As another example, you could create a .fasta query file like this:

>id1
AAGGCTGTAACCATAGGA
>id2
TAACTGACCAGGCCTTAC
>id3
TCAGGCATCCAGTGTCAC
>id4
TACTGCTGAATTGCTGCT
>id5
AAGGCAGAGAATGATGTT
>id6
TGGTTCCAAGTTTACTTC
>id7
TGGATGGTTTAGCTTAGC
>id8
GGCCAGGCACCGTGATGT
>id9
AAATTCAAATGTTGGAAG

Then run bowtie against our local mouse mm9 index like so:

$ bowtie -f /clab_bdb/bowtie/mouse_mm9 query.fasta
id1	+	chr1	3017715	AAGGCTGTAACCATAGGA	IIIIIIIIIIIIIIIIII	0	
id2	+	chr1	3051429	TAACTGACCAGGCCTTAC	IIIIIIIIIIIIIIIIII	0	
id3	+	chr1	3051746	TCAGGCATCCAGTGTCAC	IIIIIIIIIIIIIIIIII	0	
id4	+	chr1	3064110	TACTGCTGAATTGCTGCT	IIIIIIIIIIIIIIIIII	0	
id5	+	chr1	3111648	AAGGCAGAGAATGATGTT	IIIIIIIIIIIIIIIIII	0	
id6	+	chr1	3122521	TGGTTCCAAGTTTACTTC	IIIIIIIIIIIIIIIIII	0	
id7	+	chr1	3187784	TGGATGGTTTAGCTTAGC	IIIIIIIIIIIIIIIIII	0	
id8	+	chr1	3190325	GGCCAGGCACCGTGATGT	IIIIIIIIIIIIIIIIII	0	
id9	+	chr1	3195403	AAATTCAAATGTTGGAAG	IIIIIIIIIIIIIIIIII	0	
# reads processed: 9
# reads with at least one reported alignment: 9 (100.00%)
# reads that failed to align: 0 (0.00%)
Reported 9 alignments to 1 output stream(s)

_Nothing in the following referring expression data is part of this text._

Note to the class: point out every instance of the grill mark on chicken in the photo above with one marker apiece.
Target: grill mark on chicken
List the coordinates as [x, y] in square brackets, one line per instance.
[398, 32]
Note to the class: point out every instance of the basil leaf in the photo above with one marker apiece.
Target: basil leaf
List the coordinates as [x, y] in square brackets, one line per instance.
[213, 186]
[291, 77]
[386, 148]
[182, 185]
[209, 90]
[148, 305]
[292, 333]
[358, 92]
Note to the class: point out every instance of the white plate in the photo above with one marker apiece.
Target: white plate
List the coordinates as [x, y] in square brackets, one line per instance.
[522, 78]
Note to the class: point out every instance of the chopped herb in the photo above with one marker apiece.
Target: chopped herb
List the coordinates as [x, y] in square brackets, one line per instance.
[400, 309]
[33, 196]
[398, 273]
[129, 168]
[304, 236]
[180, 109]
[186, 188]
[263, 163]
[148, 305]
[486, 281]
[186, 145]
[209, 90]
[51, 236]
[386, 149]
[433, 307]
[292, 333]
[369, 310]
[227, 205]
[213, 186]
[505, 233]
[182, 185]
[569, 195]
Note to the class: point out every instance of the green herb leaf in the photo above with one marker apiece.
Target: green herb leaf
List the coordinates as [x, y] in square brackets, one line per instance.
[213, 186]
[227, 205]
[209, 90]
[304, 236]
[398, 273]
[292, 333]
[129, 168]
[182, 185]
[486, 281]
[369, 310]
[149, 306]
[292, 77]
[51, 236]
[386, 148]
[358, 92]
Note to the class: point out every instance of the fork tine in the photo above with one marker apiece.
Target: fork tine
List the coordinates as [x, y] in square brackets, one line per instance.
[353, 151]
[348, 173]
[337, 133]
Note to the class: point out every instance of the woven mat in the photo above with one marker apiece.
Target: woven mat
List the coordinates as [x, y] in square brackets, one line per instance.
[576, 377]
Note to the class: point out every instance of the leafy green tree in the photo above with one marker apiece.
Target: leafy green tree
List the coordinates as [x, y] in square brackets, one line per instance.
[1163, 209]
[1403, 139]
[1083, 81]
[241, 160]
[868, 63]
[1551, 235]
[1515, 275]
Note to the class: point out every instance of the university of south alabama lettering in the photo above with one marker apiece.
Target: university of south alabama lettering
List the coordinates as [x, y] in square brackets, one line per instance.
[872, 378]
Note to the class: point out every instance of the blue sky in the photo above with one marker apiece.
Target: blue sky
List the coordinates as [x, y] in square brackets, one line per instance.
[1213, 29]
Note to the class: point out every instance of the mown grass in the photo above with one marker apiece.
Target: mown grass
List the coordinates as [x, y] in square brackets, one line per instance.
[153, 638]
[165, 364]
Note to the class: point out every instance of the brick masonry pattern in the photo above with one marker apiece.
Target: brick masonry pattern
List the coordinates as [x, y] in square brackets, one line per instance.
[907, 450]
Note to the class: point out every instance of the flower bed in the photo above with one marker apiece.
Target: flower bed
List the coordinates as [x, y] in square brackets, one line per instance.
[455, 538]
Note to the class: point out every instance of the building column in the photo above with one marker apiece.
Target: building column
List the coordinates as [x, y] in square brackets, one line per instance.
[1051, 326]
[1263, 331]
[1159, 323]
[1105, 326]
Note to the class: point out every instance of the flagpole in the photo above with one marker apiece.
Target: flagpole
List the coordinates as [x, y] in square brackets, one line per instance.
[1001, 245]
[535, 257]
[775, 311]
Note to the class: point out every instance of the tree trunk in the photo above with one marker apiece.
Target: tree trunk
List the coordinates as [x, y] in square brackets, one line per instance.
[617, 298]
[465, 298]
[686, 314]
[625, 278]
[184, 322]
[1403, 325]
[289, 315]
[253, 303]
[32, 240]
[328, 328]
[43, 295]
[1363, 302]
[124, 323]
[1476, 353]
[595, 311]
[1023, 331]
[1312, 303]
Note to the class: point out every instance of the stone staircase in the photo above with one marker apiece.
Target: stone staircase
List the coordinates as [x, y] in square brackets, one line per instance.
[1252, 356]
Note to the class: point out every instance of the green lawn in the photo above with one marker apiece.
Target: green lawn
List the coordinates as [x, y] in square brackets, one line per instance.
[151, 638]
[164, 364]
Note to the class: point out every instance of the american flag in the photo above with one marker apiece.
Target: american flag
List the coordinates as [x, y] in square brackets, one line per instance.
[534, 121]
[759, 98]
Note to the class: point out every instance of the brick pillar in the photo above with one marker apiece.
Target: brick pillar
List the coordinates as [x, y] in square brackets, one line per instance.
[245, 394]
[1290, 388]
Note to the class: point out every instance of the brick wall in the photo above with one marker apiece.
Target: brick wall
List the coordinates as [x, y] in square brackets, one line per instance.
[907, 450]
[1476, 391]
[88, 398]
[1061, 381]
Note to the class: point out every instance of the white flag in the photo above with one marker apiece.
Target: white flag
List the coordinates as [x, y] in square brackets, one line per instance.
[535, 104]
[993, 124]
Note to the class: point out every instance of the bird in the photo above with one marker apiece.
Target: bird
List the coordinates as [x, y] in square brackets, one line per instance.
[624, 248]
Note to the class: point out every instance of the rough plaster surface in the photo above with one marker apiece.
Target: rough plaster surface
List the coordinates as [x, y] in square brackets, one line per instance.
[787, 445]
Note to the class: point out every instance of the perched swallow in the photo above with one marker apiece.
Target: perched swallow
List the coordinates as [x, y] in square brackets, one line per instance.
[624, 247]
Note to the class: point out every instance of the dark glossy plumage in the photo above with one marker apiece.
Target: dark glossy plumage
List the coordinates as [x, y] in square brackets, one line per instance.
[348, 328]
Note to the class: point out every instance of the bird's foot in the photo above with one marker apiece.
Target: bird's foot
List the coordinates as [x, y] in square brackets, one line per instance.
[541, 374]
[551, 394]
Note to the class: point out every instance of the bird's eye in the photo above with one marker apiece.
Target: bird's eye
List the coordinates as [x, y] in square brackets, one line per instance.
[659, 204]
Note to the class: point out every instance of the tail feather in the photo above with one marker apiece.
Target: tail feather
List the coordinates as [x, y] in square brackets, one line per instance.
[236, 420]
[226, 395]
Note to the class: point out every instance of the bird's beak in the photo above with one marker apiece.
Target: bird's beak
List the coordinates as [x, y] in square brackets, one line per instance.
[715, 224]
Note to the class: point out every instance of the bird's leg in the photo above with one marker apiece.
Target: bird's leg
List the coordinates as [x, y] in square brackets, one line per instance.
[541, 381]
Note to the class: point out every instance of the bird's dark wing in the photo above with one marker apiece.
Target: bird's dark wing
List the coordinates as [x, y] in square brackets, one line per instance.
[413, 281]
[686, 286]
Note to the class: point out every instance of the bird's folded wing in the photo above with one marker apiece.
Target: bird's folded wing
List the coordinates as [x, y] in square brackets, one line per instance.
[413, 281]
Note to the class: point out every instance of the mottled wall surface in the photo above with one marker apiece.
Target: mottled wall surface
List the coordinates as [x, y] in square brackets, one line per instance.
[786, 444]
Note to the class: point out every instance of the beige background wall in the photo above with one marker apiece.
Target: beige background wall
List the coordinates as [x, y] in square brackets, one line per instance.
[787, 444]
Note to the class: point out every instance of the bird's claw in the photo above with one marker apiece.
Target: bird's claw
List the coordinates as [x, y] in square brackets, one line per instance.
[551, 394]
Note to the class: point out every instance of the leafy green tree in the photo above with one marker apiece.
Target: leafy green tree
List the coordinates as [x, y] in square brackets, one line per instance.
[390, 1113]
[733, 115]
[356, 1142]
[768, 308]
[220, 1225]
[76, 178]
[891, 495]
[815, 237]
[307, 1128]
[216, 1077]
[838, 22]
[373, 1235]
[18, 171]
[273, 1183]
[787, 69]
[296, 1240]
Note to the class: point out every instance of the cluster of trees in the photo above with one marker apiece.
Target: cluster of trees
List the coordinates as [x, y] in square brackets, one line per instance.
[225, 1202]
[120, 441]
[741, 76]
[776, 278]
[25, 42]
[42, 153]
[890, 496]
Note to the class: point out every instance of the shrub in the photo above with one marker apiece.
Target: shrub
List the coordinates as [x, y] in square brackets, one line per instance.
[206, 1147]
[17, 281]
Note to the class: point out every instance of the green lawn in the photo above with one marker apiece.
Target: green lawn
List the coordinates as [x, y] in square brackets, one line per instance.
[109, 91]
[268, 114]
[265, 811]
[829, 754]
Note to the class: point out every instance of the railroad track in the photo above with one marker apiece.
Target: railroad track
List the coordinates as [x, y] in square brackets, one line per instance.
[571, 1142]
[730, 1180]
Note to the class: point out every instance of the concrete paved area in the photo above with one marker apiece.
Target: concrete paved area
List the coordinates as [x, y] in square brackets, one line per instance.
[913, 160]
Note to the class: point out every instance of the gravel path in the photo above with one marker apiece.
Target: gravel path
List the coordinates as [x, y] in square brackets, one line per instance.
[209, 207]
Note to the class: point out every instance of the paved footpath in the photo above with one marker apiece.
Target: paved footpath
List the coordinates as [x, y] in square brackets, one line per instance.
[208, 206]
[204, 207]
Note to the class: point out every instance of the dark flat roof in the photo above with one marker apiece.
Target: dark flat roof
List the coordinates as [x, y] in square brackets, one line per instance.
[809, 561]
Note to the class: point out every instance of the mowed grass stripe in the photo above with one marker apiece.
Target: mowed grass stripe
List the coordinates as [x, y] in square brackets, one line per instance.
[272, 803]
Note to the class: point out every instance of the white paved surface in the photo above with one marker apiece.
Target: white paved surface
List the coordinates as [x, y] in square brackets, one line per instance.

Bowtie is very memory hungry against large indexes. Above it spent the first few minutes of runtime loading most of the 2.9GB mouse_mm9 index into memory. It then runs very quickly and exits.

So you may want to reserve genome searches to server machines with large amounts of memory. Perhaps nodes of the sapling cluster?